Gerçek hayattan kopup kopmadığını anlayabilmek için, aynaya doğru adımlarını atmaya başladı.
Amerika’dan ithal edilmiş boktan Türk filmlerinden anımsadığı kadarıyla ölüler aynada görülmezdi.
Aynada gördü kendini. Bu sonuca sevinmeli miydi? Yoksa “Gene mi olmadı!” diye iç mi geçirmeliydi? Bilemedi.
Bu sorunun cevabını bulmasının ne kadar güç olacağını kısa bir hesaplamadan sonra anlayınca, başka boktan şeylere odaklanmak ümidiyle bilinçaltında ki çöplüğü karıştırıyordu.
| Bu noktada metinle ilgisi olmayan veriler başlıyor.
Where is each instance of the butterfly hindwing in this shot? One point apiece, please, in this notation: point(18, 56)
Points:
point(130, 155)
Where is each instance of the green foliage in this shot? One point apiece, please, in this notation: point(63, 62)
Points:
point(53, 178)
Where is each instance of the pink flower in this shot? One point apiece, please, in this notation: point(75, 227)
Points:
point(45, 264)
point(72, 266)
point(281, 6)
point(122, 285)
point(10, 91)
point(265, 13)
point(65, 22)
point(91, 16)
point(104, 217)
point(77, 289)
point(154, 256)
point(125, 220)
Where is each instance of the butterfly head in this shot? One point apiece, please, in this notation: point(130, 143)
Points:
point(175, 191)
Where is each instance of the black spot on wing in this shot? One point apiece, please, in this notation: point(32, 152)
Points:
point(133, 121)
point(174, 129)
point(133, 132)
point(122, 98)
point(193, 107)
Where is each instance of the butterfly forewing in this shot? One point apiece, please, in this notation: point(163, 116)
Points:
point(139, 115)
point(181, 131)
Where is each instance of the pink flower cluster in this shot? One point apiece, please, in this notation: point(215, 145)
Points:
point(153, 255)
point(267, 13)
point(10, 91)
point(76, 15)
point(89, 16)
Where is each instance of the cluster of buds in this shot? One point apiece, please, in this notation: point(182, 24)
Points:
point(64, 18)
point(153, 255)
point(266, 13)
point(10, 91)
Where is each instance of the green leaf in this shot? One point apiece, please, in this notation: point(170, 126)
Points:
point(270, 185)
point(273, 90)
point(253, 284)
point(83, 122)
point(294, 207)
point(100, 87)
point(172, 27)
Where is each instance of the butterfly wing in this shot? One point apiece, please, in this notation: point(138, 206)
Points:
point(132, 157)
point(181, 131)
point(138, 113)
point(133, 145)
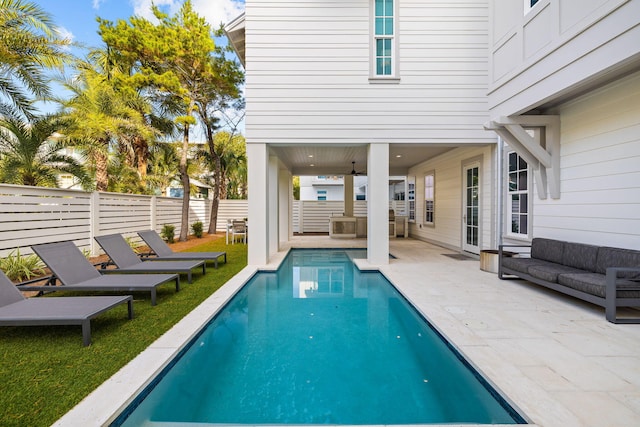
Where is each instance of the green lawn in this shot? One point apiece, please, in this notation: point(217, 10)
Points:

Sonra birden, ışığı yanmayan bir odanın yanından geçerken gözü o karanlığa takıldı.
Karanlığa takıldı, karanlığa, karanlık, boşluk, büyüyen bir karanlığın içinde ki sonsuz boşluk,
karanlığın boşluğu, boşluğun karanlığı…
Bayılmıştı!
Hiçliğe...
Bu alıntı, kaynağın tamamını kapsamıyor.